It’s time to stop fishing for short term fixes
Author: Xavier Pastor
Date: October 21, 2013
(This piece was first published on Parliament Magazine’s website)
Multiannual budgets, tobacco regulations and the financial crisis have been on the mind of many Members of the European Parliament (MEPs) lately; and rightly so, as decisions made on these issues have far-reaching effects on the daily life of Europeans. However, on 23 October, MEPs will vote on a file that will also have impact on Europe’s citizens: the European Maritime and Fisheries Fund (EMFF), which ties together several financial, social and environmental elements. Any decision taken in Brussels will impact citizens from the Gulf of Bothnia, to the Black Sea and the strait of Gibraltar.
In December 2012, the Fisheries Committee voted to rebuild stocks and kickstarted the promising reform of the Common Fisheries Policy (CFP) that was adopted by an overwhelming majority in the February plenary. But this same committee has now made a complete U-turn on the EMFF file. In July, they voted for a position that will block any possibility for the fisheries sector to transition towards sustainability or to adapt to the obligations of the new CFP – the 502 MEPs that voted this reform through should be outraged.
Subsidies and overfishing are historically linked; public subsidies have allowed the EU’s fleet capacity to increase exponentially in the previous decades, by massively funding the construction of new vessels. In 2002, these types of subsidies, referred to as fleet renewal, were removed from the official EU fund, because of their role in perpetuating overfishing.
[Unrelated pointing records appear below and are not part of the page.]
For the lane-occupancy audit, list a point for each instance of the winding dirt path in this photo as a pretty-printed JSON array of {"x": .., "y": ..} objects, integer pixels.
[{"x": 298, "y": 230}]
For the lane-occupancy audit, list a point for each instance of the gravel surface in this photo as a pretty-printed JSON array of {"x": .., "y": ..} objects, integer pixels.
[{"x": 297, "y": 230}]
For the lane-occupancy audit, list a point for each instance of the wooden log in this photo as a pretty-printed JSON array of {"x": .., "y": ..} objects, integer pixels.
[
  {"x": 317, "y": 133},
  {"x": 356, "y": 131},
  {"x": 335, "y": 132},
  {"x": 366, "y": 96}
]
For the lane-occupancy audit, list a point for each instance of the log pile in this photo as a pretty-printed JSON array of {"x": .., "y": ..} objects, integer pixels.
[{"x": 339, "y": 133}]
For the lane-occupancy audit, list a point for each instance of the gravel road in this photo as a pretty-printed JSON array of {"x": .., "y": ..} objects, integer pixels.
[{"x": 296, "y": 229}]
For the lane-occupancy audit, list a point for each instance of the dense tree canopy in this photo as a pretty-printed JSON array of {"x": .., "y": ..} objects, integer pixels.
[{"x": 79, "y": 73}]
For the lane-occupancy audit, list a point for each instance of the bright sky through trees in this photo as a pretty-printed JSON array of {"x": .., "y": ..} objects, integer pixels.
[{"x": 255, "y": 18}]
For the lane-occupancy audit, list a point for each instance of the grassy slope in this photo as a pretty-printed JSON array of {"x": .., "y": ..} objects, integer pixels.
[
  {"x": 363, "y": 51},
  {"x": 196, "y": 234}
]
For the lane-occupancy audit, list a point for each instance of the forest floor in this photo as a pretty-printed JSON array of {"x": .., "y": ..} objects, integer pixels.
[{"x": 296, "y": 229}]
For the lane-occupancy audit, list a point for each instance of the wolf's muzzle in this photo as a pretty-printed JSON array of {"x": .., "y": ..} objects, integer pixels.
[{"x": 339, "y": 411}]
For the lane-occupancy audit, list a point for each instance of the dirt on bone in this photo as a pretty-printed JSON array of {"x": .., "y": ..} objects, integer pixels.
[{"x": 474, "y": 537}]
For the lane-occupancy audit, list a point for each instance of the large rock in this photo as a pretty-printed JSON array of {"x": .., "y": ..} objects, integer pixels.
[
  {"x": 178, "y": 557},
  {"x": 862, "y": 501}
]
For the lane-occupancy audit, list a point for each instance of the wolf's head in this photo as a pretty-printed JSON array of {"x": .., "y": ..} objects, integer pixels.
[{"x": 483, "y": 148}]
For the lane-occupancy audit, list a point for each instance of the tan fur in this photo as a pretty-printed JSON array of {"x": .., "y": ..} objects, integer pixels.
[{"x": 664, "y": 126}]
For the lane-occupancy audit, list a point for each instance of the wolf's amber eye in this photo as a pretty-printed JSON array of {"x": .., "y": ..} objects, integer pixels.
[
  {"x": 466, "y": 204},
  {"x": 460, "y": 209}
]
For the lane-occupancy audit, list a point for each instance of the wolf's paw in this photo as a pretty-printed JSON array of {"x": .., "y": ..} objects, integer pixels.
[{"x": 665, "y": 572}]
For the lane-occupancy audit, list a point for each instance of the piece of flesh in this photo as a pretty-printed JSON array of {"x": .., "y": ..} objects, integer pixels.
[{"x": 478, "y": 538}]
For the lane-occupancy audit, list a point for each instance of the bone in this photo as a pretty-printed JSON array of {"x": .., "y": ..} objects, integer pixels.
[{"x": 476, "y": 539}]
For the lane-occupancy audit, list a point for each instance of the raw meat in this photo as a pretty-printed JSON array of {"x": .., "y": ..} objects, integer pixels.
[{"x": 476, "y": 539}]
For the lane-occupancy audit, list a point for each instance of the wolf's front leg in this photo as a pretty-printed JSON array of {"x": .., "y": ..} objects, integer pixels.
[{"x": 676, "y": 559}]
In European waters, over 88% of Mediterranean and 39% of North East Atlantic fish stocks are still overfished. These disturbing facts can only be addressed by a financial mechanism that will allow Member States to rebuild fish stocks, create jobs and stimulate economic growth in local fishing communities. Yet the majority of the Committee voted to re-introduce the same harmful subsidies that have failed for more than two decades to improve the social or economic situation of the sector. Allowing subsidies for short term measures such as financial handouts to let vessels stay in port when the stocks are low (temporary cessation) or investments for new engines that will prove uncontrollable and environmentally harmful, will not address any of the structural problems that the European sector currently faces.
Members of Parliament would be shooting themselves in the foot if they follow the recommendations of the Fisheries Committee to reintroduce almost 2 billion euros worth of subsidies for new boats and engines, and undermine the ambitious CFP reform they pushed through.
Times of crisis require bold decisions and politicians who stand up for the general interest of Europe’s citizens. On October 23, MEPs must vote to ensure a sustainable future for Europe’s fish stocks, by rejecting fleet renewal and modernization of boats.